Nesse momento de ruptura dos circuitos mercantis, as visões, teorias e prosopopeias que circulam com a etiqueta de ciência são desmascaradas pelas forças do movimento real das coisas.
E as coisas estão a demonstrar que o mercado desmoronou e pede socorro aos bancos centrais e aos tesouros nacionais.
A turma da bufunfa – assim meu amigo Paulo Nogueira Batista Jr. chama os agentes dos mercados financeiros, a turma da Faria Lima – não sabe o que fazer diante da violência da pandemia econômica.
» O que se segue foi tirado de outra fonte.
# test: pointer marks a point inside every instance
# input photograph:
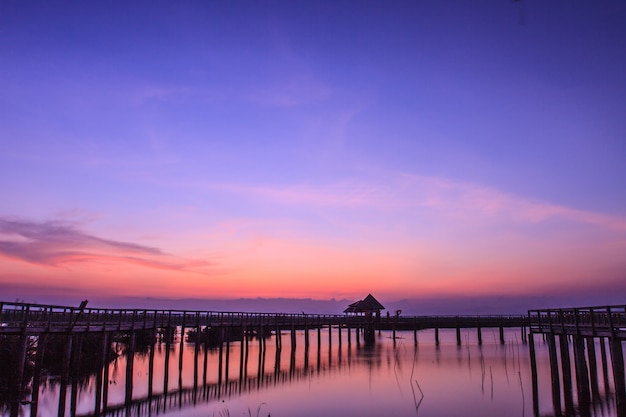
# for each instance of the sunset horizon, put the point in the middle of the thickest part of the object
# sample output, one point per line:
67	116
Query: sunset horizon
466	157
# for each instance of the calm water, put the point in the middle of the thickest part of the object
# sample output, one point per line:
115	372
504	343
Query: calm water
391	378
Estão de costas para a parede.
Os circuitos de crédito e de avaliação dos ativos negociados e precificados nos ditos mercados secundários estão travados.
Caso valesse alguns centavos nesse momento, a chamada curva de juros estaria encolhidinha atrás da touceira, temerosa da perseguição do monstro deflacionário e exigindo uma compensação absurda como prêmio de risco.
Mas não é isso o que acontece. A demanda de títulos público é muito elástica
Chama o Estado porque o mercado sumiu.
A riqueza financeira privada capota e abre espaço para a expansão da dos títulos do governo.
Para tratar das perplexidades suscitadas pela súbita e inopinada irrupção dos Estado na reconstituição dos mercados, vou recorrer às sabedoria do maior crítico do capitalismo, ao mesmo tempo, seu grade admirador.
O leitor certamente sabe a quem me refiro. Um certo Karl Marx.
Em um dos capítulos de sua obra magna “O Capital”, Karl trata do surgimento do sistema monetário-financeiro ajustado aos requerimentos do Regime do Capital.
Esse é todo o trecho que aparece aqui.